Israel's agricultural successes are the result of a long struggle
against harsh, adverse conditions and of making maximum use of scarce water and arable land. Today, agriculture represents
some 2.5% of GNP and 3% of exports. Israel produces 93% of its own food requirements, supplemented by imports of grain, oil
seeds, meat, coffee, cocoa and sugar, which are more than offset by the wide range of agricultural products for export.
Since 1948, Israel's population has grown five-fold,
to 6.5 million people. Its inhabitants are of varied ethnic backgrounds, lifestyles, religions, cultures and traditions. Of
immigrants to Israel, approximately 50% hailed from Europe while many others came as refugees from North African, Middle Eastern,
and Asian countries. Today, Jews comprise 77.2% of the country's population, while the country's non-Jewish citizens, mostly
Arabs, number about 22.8%.
Jerusalem, Israel's capital (population 670,000) has stood at the
center of the Jewish people's national and spiritual life since King David made it the capital of his kingdom some 3000 years
ago. Today it is a flourishing, vibrant metropolis, the seat of government, and Israel's largest city.
Tel Aviv (population
359,400) which was founded in 1909 as the first Jewish city in modem times, is today the center of the country's industrial,
commercial, financial and cultural life.
Be'er Sheva (population 178,000), named in the Bible as an encampment of the patriarchs, is
today the largest urban center in the south. It provides administrative, economic, health, educational and cultural services
for the entire southern region.
System of Government
Israel is a free, vibrant parliamentary. Members of the
Knesset, Israel's legislative authority, are elected every four years in universal nationwide elections. Voter turnout is
high with up to 70% of Jewish and Arab Israeli voters casting their ballots. The Government (cabinet of ministers) is charged
with administering internal and foreign affairs. It is headed by a prime minister and is collectively responsible to the Knesset.
Education and Science
School attendance is mandatory from age five through
age eighteen and is provided free of charge. Almost all three- and four-year-olds attend some kind of preschool program.

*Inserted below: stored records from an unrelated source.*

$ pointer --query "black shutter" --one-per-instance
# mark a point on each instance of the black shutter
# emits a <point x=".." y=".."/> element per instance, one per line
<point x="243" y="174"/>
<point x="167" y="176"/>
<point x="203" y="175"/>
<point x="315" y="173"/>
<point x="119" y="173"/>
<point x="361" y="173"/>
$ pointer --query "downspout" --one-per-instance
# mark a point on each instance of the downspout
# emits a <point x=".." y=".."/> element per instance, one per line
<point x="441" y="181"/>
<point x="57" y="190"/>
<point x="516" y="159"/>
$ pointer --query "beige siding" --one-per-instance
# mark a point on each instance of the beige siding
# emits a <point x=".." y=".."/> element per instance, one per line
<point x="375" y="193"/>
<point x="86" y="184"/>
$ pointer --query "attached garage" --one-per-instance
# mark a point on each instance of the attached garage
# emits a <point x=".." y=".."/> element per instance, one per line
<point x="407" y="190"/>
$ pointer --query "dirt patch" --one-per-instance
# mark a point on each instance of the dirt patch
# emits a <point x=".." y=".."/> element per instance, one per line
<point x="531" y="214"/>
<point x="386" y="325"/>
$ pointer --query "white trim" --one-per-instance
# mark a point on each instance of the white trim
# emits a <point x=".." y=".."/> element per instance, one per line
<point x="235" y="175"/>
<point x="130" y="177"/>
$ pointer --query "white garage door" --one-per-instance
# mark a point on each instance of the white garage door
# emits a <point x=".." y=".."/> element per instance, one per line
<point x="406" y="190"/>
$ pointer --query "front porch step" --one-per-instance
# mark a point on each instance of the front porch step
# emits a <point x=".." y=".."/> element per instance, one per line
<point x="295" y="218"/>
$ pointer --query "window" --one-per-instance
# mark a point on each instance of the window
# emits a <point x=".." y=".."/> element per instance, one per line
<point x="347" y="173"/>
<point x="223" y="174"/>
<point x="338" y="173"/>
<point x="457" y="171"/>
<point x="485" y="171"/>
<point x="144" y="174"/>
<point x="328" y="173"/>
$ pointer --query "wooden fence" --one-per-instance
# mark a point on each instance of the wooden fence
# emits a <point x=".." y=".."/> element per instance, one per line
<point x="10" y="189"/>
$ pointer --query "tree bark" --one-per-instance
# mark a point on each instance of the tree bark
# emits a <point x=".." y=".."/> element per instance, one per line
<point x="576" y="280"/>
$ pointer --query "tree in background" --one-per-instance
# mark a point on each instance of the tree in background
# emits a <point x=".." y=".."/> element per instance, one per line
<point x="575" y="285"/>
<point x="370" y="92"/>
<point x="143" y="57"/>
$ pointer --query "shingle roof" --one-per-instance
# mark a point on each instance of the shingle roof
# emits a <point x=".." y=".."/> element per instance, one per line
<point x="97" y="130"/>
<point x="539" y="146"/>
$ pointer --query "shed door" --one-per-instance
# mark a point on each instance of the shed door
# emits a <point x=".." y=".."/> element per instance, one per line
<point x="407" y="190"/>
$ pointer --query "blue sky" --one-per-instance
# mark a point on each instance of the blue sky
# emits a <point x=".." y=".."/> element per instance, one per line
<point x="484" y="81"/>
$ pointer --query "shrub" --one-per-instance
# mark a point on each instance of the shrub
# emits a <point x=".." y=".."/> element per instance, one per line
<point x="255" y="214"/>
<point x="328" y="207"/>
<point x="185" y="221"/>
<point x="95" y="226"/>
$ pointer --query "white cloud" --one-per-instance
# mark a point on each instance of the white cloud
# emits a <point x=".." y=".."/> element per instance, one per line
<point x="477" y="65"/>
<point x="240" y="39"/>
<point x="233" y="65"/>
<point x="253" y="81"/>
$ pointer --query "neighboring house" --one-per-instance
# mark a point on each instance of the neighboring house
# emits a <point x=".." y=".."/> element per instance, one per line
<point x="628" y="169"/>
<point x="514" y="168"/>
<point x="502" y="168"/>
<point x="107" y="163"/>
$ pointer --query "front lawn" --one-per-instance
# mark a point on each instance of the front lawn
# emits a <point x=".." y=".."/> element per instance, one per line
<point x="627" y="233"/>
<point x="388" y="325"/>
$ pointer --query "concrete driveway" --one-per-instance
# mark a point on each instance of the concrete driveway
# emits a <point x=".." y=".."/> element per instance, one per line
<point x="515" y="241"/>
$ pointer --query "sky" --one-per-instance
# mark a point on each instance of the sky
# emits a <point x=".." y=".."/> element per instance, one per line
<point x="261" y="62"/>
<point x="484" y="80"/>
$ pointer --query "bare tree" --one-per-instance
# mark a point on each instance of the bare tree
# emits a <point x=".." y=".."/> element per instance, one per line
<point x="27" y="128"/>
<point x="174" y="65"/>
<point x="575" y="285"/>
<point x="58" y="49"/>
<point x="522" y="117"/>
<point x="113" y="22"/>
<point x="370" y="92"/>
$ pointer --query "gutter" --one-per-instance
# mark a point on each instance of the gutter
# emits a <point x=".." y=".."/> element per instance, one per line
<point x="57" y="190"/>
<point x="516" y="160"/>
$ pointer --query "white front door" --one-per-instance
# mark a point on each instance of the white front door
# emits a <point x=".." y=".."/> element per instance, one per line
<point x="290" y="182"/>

institutions of higher education include universities which offer a wide range of degrees in the sciences and humanities and
serve as research institutions of worldwide repute. The country's high level of success in scientific research and development
and its applications show that human resources compensate for the country's lack of natural resources.
The official languages of the country are Hebrew and Arabic, but in
the country's streets many other languages can be heard. Hebrew, the language of the Bible, long restricted to liturgy and
literature, was revived a century ago, accompanying the renewal of Jewish life in the Land.